(あの子、そんなに悪かったんだ……)

ギュッと両手を握った葵宇宙が奥歯を噛み締め固く目を瞑った。

「……助かるんだろう?」

あの子の姿と妹をダブらせたに違いない。その言葉が、助かって欲しい、と叫んでいるように聞こえた。

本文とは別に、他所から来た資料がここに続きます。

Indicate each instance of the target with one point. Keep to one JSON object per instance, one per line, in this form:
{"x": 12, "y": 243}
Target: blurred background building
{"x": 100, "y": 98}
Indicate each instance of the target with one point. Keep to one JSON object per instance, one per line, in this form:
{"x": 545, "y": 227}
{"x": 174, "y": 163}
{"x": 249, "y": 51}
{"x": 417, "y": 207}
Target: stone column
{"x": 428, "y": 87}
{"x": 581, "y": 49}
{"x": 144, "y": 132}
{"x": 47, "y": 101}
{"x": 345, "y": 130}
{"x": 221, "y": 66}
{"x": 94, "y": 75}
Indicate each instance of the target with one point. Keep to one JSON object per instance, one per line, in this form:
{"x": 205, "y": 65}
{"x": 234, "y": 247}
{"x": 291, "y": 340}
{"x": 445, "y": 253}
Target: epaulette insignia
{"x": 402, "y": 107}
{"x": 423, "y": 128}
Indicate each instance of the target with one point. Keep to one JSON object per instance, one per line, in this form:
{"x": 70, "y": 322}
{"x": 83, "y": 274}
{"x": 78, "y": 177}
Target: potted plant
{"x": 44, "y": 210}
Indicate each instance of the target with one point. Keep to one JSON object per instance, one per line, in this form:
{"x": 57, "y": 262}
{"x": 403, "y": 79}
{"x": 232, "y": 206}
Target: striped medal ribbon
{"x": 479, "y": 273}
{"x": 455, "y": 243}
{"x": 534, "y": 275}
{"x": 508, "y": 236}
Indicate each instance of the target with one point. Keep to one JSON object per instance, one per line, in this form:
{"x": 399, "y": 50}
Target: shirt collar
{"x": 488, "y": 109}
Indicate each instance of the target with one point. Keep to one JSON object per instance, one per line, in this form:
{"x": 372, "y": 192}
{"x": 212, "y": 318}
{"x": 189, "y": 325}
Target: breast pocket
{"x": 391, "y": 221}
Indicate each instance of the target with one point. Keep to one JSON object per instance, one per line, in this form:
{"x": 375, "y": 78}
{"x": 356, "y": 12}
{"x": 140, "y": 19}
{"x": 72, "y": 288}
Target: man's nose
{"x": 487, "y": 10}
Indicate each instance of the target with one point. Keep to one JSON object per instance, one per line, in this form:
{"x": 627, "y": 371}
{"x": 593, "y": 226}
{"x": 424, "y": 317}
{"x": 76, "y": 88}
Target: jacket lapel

「まだ分からない。愛水ちゃんのお祖母様が、『あの子は生きるために病気と一生懸命闘っています』と仰っていたわ」
「生きるため……闘う……」

葵宇宙の瞳からポロッと一粒涙が零れ落ちた。

「僕、僕は……最低だ。いろんな理由で生きたくても生きられない人って、いっぱいいるのに……」

私には分かった。その言葉があの屋上のことを指しているのだと……。

「ええ。寿命だと言えばそれまでだけど、幼い命が奪われるのは耐え難いことだわ。親よりも子供が先に逝っちゃうなんて許さない! どんな形であれね」

母親の言葉で、彼女も屋上の一件を知っていると悟る。
葵宇宙もそれに気付いたようだ。でも、それについて彼女は何も言わない。その代わり「ツキミは死なせない!」そう宣言した。

「脳死状態の人には悪いけど……心臓は頂くわ」

怖いほど真剣な母親の眼差しに、私は意識を飲まれそうになった。